The left shift operator (<<) shifts the bits of a number to the left by a specified number of positions. The right shift operator (>>) shifts the bits of a number to the right by a specified number of positions.

binary_1 = '0011' # Binary for decimal 3

result_left_shift = int(binary_1, 2) << 2 # Shift bits to the left by 2 positions

result_right_shift = int(binary_1, 2) >> 1 # Shift bits to the right by 1 position

print(bin(result_left_shift)) # Output: '0b1100'

print(bin(result_right_shift)) # Output: '0b1'        

While we might not need to use bitwise operators daily, it's good to know they exist and how they work. They are often used in low-level programming, cryptography, and other specialized fields. Plus, this might be very useful for interviews!

Summary

Understanding binary numbers is a fundamental concept in computer science and digital electronics. While Python abstracts away many of the complexities of binary arithmetic, it's essential to have a basic understanding of how binary numbers work.

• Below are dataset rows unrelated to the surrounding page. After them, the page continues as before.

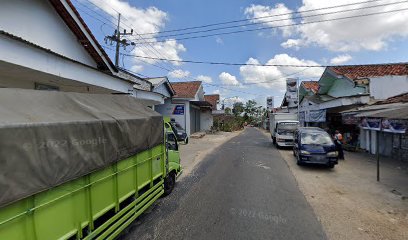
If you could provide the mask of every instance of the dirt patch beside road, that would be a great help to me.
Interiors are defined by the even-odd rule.
[[[292,150],[280,153],[329,239],[408,239],[405,171],[383,167],[384,181],[378,183],[375,163],[358,159],[358,154],[346,153],[345,161],[329,169],[300,167]]]
[[[204,159],[204,157],[212,152],[217,147],[221,146],[226,141],[237,136],[242,131],[236,132],[217,132],[214,134],[207,134],[203,138],[189,139],[187,145],[180,145],[181,166],[183,167],[183,174],[180,180],[189,175],[197,164]]]

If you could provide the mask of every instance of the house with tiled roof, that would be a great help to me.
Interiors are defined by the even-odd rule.
[[[313,91],[308,91],[311,87]],[[387,99],[406,89],[408,64],[405,63],[327,67],[319,81],[301,84],[300,114],[306,119],[308,115],[326,115],[324,122],[310,121],[305,125],[348,131],[340,112]]]
[[[174,96],[166,99],[164,104],[156,105],[155,110],[180,124],[189,136],[210,130],[213,105],[206,101],[201,81],[172,82],[171,87]]]
[[[0,52],[0,87],[162,101],[150,82],[112,63],[70,0],[2,1]]]

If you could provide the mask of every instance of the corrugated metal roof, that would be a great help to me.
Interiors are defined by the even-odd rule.
[[[355,117],[408,119],[408,106],[366,111],[356,114]]]

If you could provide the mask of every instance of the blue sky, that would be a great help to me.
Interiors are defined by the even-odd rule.
[[[116,20],[112,16],[117,15],[115,11],[121,12],[124,16],[122,26],[126,27],[125,24],[133,26],[136,32],[146,33],[283,13],[288,15],[269,18],[269,20],[280,20],[273,23],[265,22],[266,20],[263,19],[263,21],[252,20],[249,22],[258,22],[258,27],[266,27],[408,8],[406,2],[370,8],[370,6],[376,4],[389,4],[398,1],[379,0],[328,10],[311,11],[301,15],[293,13],[295,11],[307,11],[363,1],[72,0],[102,45],[105,45],[104,35],[111,34],[113,31],[112,23]],[[99,6],[99,8],[93,4]],[[365,9],[367,7],[369,9]],[[308,14],[327,13],[351,8],[356,10],[307,17]],[[127,51],[129,54],[150,57],[159,56],[179,60],[233,63],[246,63],[249,61],[261,64],[329,65],[405,62],[406,56],[408,56],[408,45],[406,44],[408,37],[408,29],[406,28],[407,12],[401,11],[364,18],[300,25],[290,28],[275,28],[219,37],[171,41],[165,44],[154,43],[144,47],[139,45],[138,48],[133,50],[128,47]],[[302,18],[290,19],[291,17]],[[96,20],[96,18],[106,23],[104,24]],[[129,27],[126,28],[130,30]],[[236,30],[248,28],[240,27]],[[155,38],[149,41],[156,41],[158,35],[152,36]],[[135,38],[136,36],[133,37],[133,39]],[[113,59],[113,51],[109,49],[106,51]],[[122,49],[122,52],[125,51]],[[322,70],[319,70],[319,68],[239,67],[189,63],[174,65],[160,61],[150,61],[150,63],[160,65],[173,73],[137,61],[132,57],[125,57],[124,62],[121,64],[149,77],[169,76],[171,81],[204,79],[207,81],[204,84],[204,89],[208,94],[220,93],[222,98],[237,96],[242,101],[255,99],[261,105],[265,105],[267,96],[276,96],[275,105],[279,105],[285,90],[283,84],[285,75],[304,70],[302,73],[294,75],[294,77],[299,77],[300,80],[317,80]],[[187,77],[182,78],[183,76]]]

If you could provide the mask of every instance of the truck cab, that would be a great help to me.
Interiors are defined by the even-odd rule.
[[[278,148],[292,147],[293,134],[299,127],[298,115],[296,113],[272,113],[269,122],[273,144]]]
[[[294,145],[293,134],[299,127],[299,121],[277,121],[274,127],[273,143],[277,147],[292,147]]]

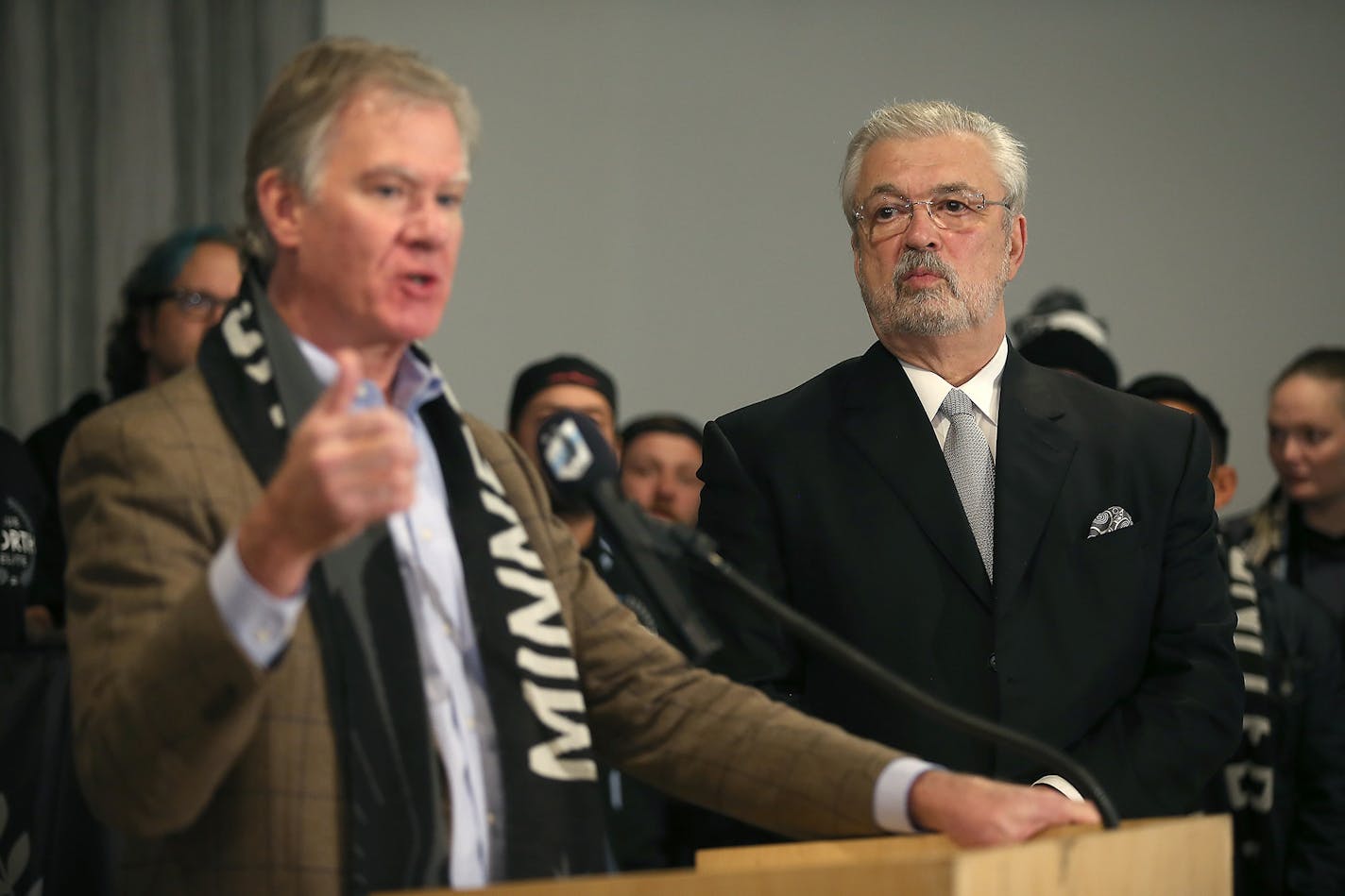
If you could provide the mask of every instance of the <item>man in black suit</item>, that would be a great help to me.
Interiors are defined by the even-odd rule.
[[[1022,145],[979,113],[869,118],[841,199],[878,342],[706,426],[701,525],[882,665],[1067,751],[1123,815],[1190,811],[1241,722],[1208,436],[1009,347],[1026,179]],[[814,714],[1073,791],[767,623],[753,634],[757,683]]]

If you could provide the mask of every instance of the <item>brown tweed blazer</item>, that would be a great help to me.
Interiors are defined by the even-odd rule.
[[[560,593],[600,755],[785,834],[876,833],[874,780],[897,753],[689,667],[580,558],[518,445],[471,428]],[[120,889],[338,893],[342,795],[308,615],[258,670],[207,591],[261,484],[200,374],[85,421],[61,491],[77,766],[126,835]]]

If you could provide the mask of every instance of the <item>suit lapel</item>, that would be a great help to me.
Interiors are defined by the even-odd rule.
[[[990,605],[990,580],[924,408],[901,362],[881,343],[855,365],[845,391],[843,428],[901,498],[958,574]]]
[[[1076,440],[1052,375],[1009,351],[995,451],[995,601],[1017,592],[1065,482]]]

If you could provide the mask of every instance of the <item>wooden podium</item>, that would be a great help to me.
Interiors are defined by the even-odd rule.
[[[441,893],[451,891],[414,891]],[[874,837],[697,854],[695,870],[572,877],[471,891],[508,896],[1231,896],[1228,815],[1057,827],[1015,846]]]

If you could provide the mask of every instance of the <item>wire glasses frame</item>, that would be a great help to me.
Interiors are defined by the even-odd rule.
[[[989,200],[983,192],[950,192],[933,199],[878,194],[854,210],[855,226],[863,229],[870,242],[880,242],[905,233],[915,219],[916,206],[925,207],[933,226],[954,231],[975,227],[990,206],[1010,207],[1007,200]]]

In Python, binary numbers are represented using the prefix 0b, and you can easily convert between binary and decimal numbers using built-in functions like bin() and int(). For example, the bin() function allows you to convert a decimal number to binary, while int() can convert a binary string back to decimal by specifying base 2.

Python also supports bitwise operations, which operate directly on the binary representations of numbers. Familiar bitwise operators include AND (&), OR (|), XOR (^), and NOT (~), as well as bit shifts (<< for left shift and >> for right shift). These operations are useful for tasks like setting, clearing, or toggling specific bits in a number.

Despite Python’s high-level nature, a strong understanding of binary numbers can help you optimize performance, especially in data compression, cryptography, and low-level algorithms.